The two eventually became close friends and roommates while at Wellesley. They also took the opportunity to collaborate on some YouTube videos, as Shen sings as well. Her YouTube account, Lyrratica, consists of videos showcasing her vocal talent and cosplaying.
“At first, it was just because I enjoyed singing and felt like it might be fun to upload my covers so that I could share them with friends. I soon became integrated into the community that I’m currently in, and it’s collaborations with friends and other artists I look up to that really motivate me now. Making music you love with people you love is just fantastic,” Shen said.
However, it can be difficult creating videos while in college, according to both Chen and Shen.

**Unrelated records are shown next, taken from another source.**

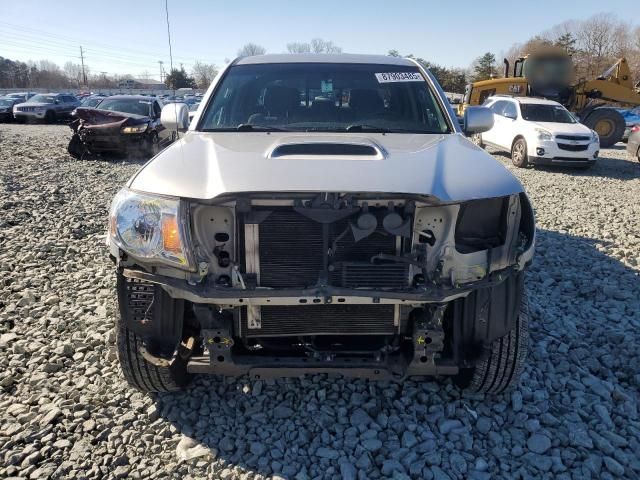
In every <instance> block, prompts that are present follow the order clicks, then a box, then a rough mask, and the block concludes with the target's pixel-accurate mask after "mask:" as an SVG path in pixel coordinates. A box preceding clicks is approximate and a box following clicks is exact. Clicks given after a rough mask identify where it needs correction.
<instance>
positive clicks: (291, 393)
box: [0, 125, 640, 480]
mask: <svg viewBox="0 0 640 480" xmlns="http://www.w3.org/2000/svg"><path fill="white" fill-rule="evenodd" d="M69 136H70V131H69V129H68V128H67V127H65V126H63V125H52V126H32V125H0V478H7V477H21V478H31V479H45V478H74V479H83V478H184V479H190V478H191V479H195V478H206V477H208V478H222V479H234V478H239V479H258V478H288V479H297V480H301V479H310V478H317V479H333V478H337V479H355V478H358V479H365V478H394V479H406V478H425V479H431V478H435V479H438V480H440V479H454V478H455V479H462V478H465V479H466V478H474V479H475V478H477V479H489V478H558V479H563V478H565V479H568V478H574V479H585V478H602V479H607V478H638V477H639V476H640V417H639V415H638V405H639V403H640V395H639V393H638V392H639V390H640V353H639V352H640V350H639V349H638V345H639V344H640V300H639V299H640V281H639V273H640V201H639V200H640V165H639V164H638V163H637V162H634V161H632V160H631V159H629V158H628V157H627V156H626V154H625V152H624V150H623V149H622V148H614V149H609V150H605V151H603V152H602V158H601V159H600V160H599V163H598V165H597V166H595V167H594V168H593V169H592V170H590V171H587V172H584V171H580V172H577V171H570V170H551V169H549V170H542V169H535V170H533V169H529V170H514V172H515V173H516V175H518V177H520V178H521V180H522V181H523V183H524V185H525V186H526V188H527V190H528V192H529V194H530V195H531V197H532V199H533V202H534V205H535V207H536V210H537V220H538V227H539V232H538V248H537V256H536V261H535V265H534V266H533V268H531V269H530V270H529V273H528V278H527V280H528V286H529V290H530V303H531V309H532V312H531V313H532V317H531V330H532V332H531V333H532V342H531V343H532V347H531V352H530V355H529V360H530V362H529V365H528V366H527V368H526V371H525V372H524V375H523V378H522V384H521V387H520V388H519V389H518V390H516V391H513V392H511V393H509V394H505V395H504V396H499V397H494V398H482V397H480V396H461V395H460V393H459V391H458V390H457V389H455V388H454V387H453V386H452V384H451V383H450V381H448V380H447V381H442V382H439V383H435V382H431V381H429V382H405V383H404V384H402V385H398V384H384V383H370V382H367V381H359V380H354V381H350V380H341V379H328V378H327V377H326V376H315V377H307V378H306V379H287V380H282V381H274V382H267V381H265V382H261V381H256V382H254V383H251V382H250V381H248V380H247V379H244V378H241V379H237V380H230V379H227V380H226V381H222V380H218V379H215V378H213V377H204V378H200V379H198V380H197V381H196V382H195V384H194V386H193V387H192V388H190V389H189V390H188V392H186V393H184V394H178V395H162V396H156V397H153V398H152V397H149V396H144V395H142V394H140V393H138V392H136V391H134V390H133V389H131V388H129V387H128V386H127V385H126V384H125V383H124V382H123V380H122V378H121V375H120V372H119V367H118V365H117V360H116V356H115V351H114V332H113V324H114V317H115V309H116V305H115V300H114V291H113V287H114V283H115V281H114V275H113V268H112V266H111V264H110V263H109V261H108V259H107V255H106V250H105V248H104V230H105V219H106V215H107V208H108V204H109V201H110V199H111V197H112V196H113V194H114V193H115V192H116V191H117V190H118V188H119V187H120V186H121V185H122V184H123V183H124V181H125V180H126V179H127V178H128V177H129V176H130V175H131V174H132V173H133V172H134V171H135V170H136V169H137V168H138V167H139V165H140V164H141V162H122V161H119V162H106V161H84V162H80V161H75V160H73V159H71V158H70V157H69V156H68V155H67V154H66V150H65V147H66V142H67V141H68V138H69ZM497 158H498V159H499V160H501V161H502V162H503V163H505V164H507V165H509V162H508V159H507V158H506V157H504V156H501V155H497Z"/></svg>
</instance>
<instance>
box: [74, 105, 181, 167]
mask: <svg viewBox="0 0 640 480" xmlns="http://www.w3.org/2000/svg"><path fill="white" fill-rule="evenodd" d="M163 106H164V104H163V103H162V101H161V100H159V99H158V98H154V97H145V96H141V95H114V96H111V97H104V98H101V99H99V100H97V99H95V98H92V97H87V98H86V99H85V102H84V105H81V106H79V107H78V108H76V109H75V110H74V112H73V116H74V117H75V120H74V121H73V122H71V124H70V125H69V126H70V128H71V130H73V136H72V137H71V140H70V142H69V147H68V151H69V153H70V154H71V155H72V156H74V157H76V158H83V157H84V156H85V155H87V154H100V153H116V154H140V155H142V156H146V157H152V156H154V155H155V154H157V153H158V152H159V151H160V150H161V149H163V148H164V147H166V146H167V145H169V144H170V143H171V142H173V141H174V140H175V138H176V133H175V132H174V131H170V130H168V129H166V128H165V127H163V126H162V124H161V123H160V112H161V110H162V107H163Z"/></svg>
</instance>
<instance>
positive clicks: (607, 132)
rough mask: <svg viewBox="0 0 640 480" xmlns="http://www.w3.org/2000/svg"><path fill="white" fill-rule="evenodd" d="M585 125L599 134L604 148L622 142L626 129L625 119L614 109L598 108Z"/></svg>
mask: <svg viewBox="0 0 640 480" xmlns="http://www.w3.org/2000/svg"><path fill="white" fill-rule="evenodd" d="M583 123H584V124H585V125H586V126H587V127H589V128H590V129H591V130H595V131H596V132H597V133H598V136H599V137H600V146H601V147H602V148H607V147H611V146H612V145H615V144H616V143H617V142H619V141H620V140H622V135H623V134H624V128H625V122H624V117H623V116H622V114H620V112H618V111H617V110H614V109H613V108H597V109H595V110H594V111H593V112H591V113H590V114H589V116H588V117H587V118H586V119H585V120H584V122H583Z"/></svg>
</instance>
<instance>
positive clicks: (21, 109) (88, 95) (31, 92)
mask: <svg viewBox="0 0 640 480" xmlns="http://www.w3.org/2000/svg"><path fill="white" fill-rule="evenodd" d="M110 96H113V95H105V94H100V93H98V94H93V93H91V92H80V93H79V94H77V95H72V94H69V93H42V94H38V93H35V92H17V93H8V94H6V95H4V96H0V121H3V122H9V121H14V120H16V121H44V122H47V123H51V122H55V121H57V120H61V119H69V118H71V119H73V118H75V111H76V108H78V107H88V108H95V107H97V106H98V104H99V103H100V102H101V101H102V100H104V99H105V98H108V97H110ZM137 96H142V97H145V98H147V99H152V98H153V99H158V100H159V101H162V102H163V103H186V104H187V105H188V106H189V108H190V109H192V110H194V111H195V110H196V109H197V106H198V105H199V104H200V101H201V99H202V94H201V93H191V94H184V95H178V96H176V95H158V96H155V95H137Z"/></svg>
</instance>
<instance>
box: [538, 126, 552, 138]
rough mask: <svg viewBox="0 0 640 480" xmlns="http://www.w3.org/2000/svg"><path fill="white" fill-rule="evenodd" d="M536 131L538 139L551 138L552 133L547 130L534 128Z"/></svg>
mask: <svg viewBox="0 0 640 480" xmlns="http://www.w3.org/2000/svg"><path fill="white" fill-rule="evenodd" d="M536 133H537V134H538V140H553V135H552V134H551V132H549V131H547V130H543V129H542V128H536Z"/></svg>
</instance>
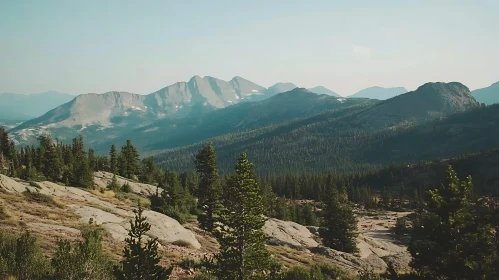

Although finding a place to record their music, such as the practice rooms in Jewett Arts Center, is possible, finding the time to create the videos can be difficult.
“Since a lot of my videos don’t actually require visual content, all I really need to do is squirrel away in my room or a practice room in Jewett with my mic and laptop to get some recording done. Finding the time to do that can be a lot trickier, especially given the academic environment of a place like Wellesley, but coordinating collaborations with friends online serves as a pretty effective motivator to get recording done in a timely fashion,” Shen said.
Chen explained that videos can often take two or three days, or even up to a month, to create and publish online. While in school, she must also allocate time to record and edit.
“It’s a bit disappointing because I know that my popularity suffers from my inconsistency, but my studies will always come first, so there’s not much to do. I hope that after graduating this May, I’ll be able to resume a more regular schedule,” Chen said.
Hayley Liebenow ’19, who created her YouTube channel “Hayze” just this year, has used being at Wellesley to her advantage in her videos, which include clips of fellow students and also “lookbooks,” in which she showcases her fashion. These lookbooks incorporate Wellesley campus as a beautiful background.
Her video “What Do You Love About Yourself,” is named for the question Liebenow asked multiple friends in front of her camera, and the video was shared by Upworthy, an online platform that shares videos and articles. From there, the video went viral among Liebenow’s friends on Facebook and she was approached by people on campus who appreciated her video.
“I was honestly overwhelmed (in a good way!) by how many people walked up to me directly and told me how much they loved the video and were happy for me. It made me so happy and added to the surreality of it all. So many people shared it on Facebook and my friends who were in the video were getting stopped on campus, too; it was a nice feeling to be recognized for something I had worked hard on,” Liebenow said.
One of the common threads amongst these creators of videos is that there is a strong feeling of community and also the feeling of reaching other people and impacting them through this medium.
“I made some very close friends back when I first started and we’ve stayed together as a friend group for about 5 years at this point, occasionally visiting each other and keeping in touch despite our very different (yet similar) lives. It’s really cool to have this “other” life online and be able to reach out to people from all over the world!” Chen said. “It’s also a great feeling, after uploading a video, to know that it can reach so many people out in the world — make them laugh, make them cry. Knowing that I’ve made even the tiniest impact on so many people out there is really amazing!”